Feeling invisible? Not today!
Carmelene Melanie Siani
Just as I turned off my engine a guy in a HUGE pickup pulled into the space next to me. “Oh, geez! What does he need a truck that size for! He’ll entirely block my view when it’s time for me to back out.”
Yes. I had that critical, judgmental thought. Me, who preaches loving kindness and understanding and love, love, love.
Or, perhaps I should say: Me, the closeted judgmental, critical, crabby old lady who goes around thinking such condemning thoughts but never letting on out loud that she thinks them.
I cut the engine and walked to the back of my van. Or, I should say, I leaned on it with one hand for balance and lurched around back. Attempting to unload my rollator from within, the guy who’d parked the HUGE truck saw me and called out,
“Can I help you?”
Words to live by. And yet, here I was, judging this guy for driving such a — in my view — needless vehicle.
“Can I help you?”
What’s that saying about when the student is ready, the teacher appears — leaving out entirely the part about the teacher driving a HUGE four-wheel pickup truck!
I glanced over. He looked to be in his thirties, maybe early forties. No matter. He was hale, hearty and had the kind of shoulders I like on a man, (that’s right: at 83, I still enjoy looking at a man’s shoulders!) He stood there. . . I guess waiting for my answer. In fact, I stood there too, wondering what to say to him with all his youth and musculature.
“No thank you, I got this,” came to mind. But truth be told? “Yes, thank you, you can help me, and what are you doing for dinner tonight,” also came to mind.
Of course, what I finally said was something like, “Wow, I never expected you to offer, but thank you. Thank you for being the gentleman you are and for offering.” I reached up and closed the hatch on my van.
Earlier that morning, leaving a bakery where my husband and I had gone for a celebratory Valentine’s croissant and cappuccino, I asked an “older” (that is, my age) gentleman if he wouldn’t mind holding the door for me. That 80-something year old guy pretty much said the same thing the truck guy had. “Sure, I can hold the door” and “Can I help you put the walker in your car?”

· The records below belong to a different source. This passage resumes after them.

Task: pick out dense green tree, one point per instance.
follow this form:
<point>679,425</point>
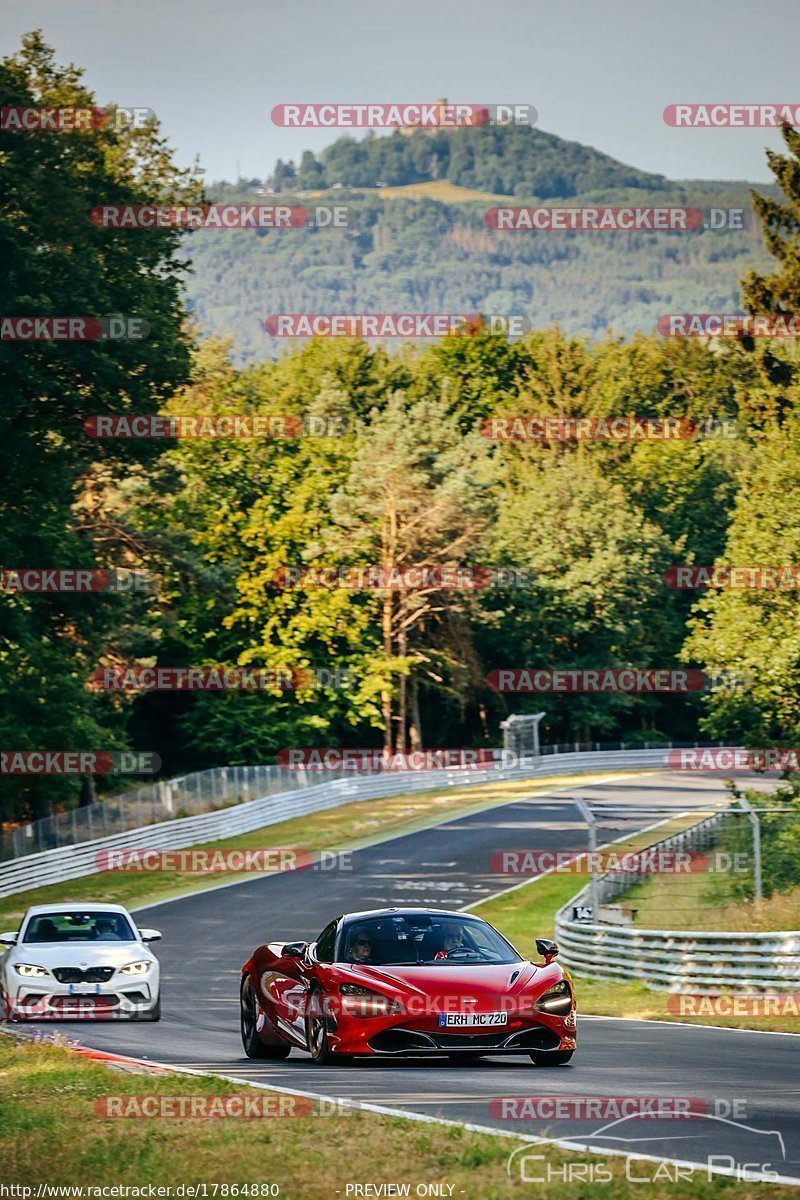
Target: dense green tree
<point>58,264</point>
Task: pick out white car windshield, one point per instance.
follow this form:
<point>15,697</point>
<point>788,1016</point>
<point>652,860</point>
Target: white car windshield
<point>79,927</point>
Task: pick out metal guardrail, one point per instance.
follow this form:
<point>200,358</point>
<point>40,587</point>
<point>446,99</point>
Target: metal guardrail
<point>89,857</point>
<point>216,787</point>
<point>677,960</point>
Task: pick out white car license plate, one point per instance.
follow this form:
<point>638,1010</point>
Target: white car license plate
<point>469,1020</point>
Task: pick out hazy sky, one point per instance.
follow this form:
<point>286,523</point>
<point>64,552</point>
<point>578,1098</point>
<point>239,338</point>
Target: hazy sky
<point>597,72</point>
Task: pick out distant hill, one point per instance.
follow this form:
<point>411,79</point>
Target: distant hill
<point>512,161</point>
<point>419,243</point>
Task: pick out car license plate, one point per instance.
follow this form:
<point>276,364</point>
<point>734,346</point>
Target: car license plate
<point>469,1020</point>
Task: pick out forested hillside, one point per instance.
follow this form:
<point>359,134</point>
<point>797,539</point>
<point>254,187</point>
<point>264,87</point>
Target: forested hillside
<point>431,251</point>
<point>405,477</point>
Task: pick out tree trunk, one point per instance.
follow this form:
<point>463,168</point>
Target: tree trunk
<point>386,694</point>
<point>415,727</point>
<point>402,691</point>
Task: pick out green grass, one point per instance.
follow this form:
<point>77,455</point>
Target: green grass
<point>529,912</point>
<point>54,1134</point>
<point>342,828</point>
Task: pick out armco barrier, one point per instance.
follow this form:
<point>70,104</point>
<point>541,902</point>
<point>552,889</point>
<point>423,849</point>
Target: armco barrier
<point>74,862</point>
<point>677,960</point>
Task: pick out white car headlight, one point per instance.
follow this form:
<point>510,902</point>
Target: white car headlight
<point>136,969</point>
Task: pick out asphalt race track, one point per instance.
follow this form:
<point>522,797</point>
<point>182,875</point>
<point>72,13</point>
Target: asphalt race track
<point>208,936</point>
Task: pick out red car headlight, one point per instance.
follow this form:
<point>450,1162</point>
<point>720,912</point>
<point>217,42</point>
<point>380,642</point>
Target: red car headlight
<point>364,1002</point>
<point>557,1000</point>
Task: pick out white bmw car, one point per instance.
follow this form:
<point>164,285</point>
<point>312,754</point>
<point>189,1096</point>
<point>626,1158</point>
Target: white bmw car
<point>71,961</point>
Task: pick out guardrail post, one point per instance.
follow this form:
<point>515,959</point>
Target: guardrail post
<point>591,822</point>
<point>757,846</point>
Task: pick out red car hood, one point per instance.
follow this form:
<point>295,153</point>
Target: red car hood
<point>453,979</point>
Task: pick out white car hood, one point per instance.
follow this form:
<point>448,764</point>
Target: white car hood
<point>79,954</point>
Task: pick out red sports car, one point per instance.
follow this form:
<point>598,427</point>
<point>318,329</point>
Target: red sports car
<point>402,983</point>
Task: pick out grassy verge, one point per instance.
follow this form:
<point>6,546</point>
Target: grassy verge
<point>53,1134</point>
<point>529,912</point>
<point>347,827</point>
<point>702,901</point>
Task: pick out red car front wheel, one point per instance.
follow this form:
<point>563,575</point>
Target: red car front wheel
<point>317,1032</point>
<point>253,1045</point>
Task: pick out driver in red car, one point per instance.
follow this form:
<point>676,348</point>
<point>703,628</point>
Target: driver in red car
<point>452,940</point>
<point>360,949</point>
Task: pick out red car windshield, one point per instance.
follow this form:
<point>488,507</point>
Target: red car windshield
<point>408,940</point>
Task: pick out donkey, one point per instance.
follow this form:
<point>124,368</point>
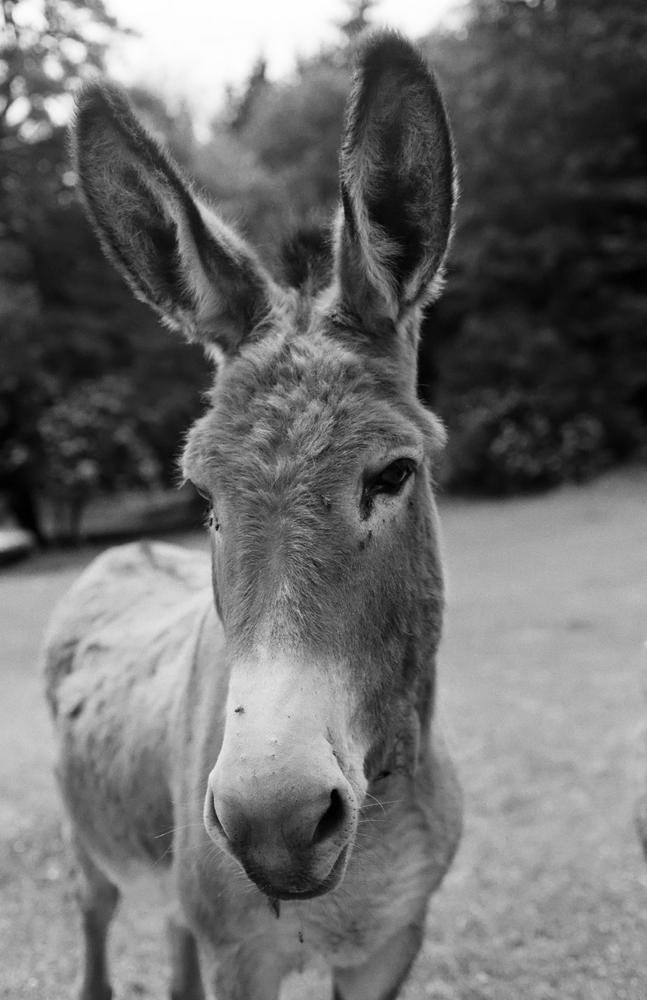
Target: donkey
<point>256,730</point>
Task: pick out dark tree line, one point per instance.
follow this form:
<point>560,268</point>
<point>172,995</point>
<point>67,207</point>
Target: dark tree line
<point>537,353</point>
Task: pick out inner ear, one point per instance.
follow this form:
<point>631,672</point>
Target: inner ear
<point>397,183</point>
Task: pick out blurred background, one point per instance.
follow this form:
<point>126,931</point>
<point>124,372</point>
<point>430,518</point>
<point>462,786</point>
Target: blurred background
<point>536,355</point>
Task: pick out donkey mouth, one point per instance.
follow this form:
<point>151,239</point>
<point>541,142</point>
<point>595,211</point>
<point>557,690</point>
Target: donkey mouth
<point>297,887</point>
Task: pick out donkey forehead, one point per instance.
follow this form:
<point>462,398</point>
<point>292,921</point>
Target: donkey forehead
<point>308,405</point>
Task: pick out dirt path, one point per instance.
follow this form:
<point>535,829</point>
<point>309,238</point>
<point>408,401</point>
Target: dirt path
<point>542,693</point>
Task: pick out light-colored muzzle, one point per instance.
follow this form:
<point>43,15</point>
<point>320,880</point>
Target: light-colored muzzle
<point>280,798</point>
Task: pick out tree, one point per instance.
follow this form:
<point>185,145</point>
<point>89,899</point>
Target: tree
<point>543,351</point>
<point>67,320</point>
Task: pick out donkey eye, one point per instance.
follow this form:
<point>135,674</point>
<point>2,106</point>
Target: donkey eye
<point>389,481</point>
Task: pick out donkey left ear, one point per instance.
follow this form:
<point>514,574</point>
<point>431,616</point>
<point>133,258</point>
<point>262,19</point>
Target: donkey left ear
<point>397,185</point>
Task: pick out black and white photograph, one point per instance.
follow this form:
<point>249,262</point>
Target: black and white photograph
<point>323,500</point>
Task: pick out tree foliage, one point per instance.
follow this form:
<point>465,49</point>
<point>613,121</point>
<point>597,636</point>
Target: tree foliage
<point>542,347</point>
<point>67,322</point>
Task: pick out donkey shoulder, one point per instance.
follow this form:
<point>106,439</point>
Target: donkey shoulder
<point>129,600</point>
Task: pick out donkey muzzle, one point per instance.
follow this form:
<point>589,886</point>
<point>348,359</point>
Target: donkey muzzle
<point>291,835</point>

I laughed. “Puleeze — it’s not a walker! It’s a rollator! Huge difference when you’re my age!”
How refreshing — he got my joke. As I walked (rollated?) out to my car and waiting husband he teased did I really need to flirt with every man I came across.
It was a morning filled with men. Men offering to help me load and unload my van, men holding doors, and the man who took me out for a celebratory Valentine treat. All told, I had a great day.
And let me just say… if you’re feeling invisible… get yourself a rollator!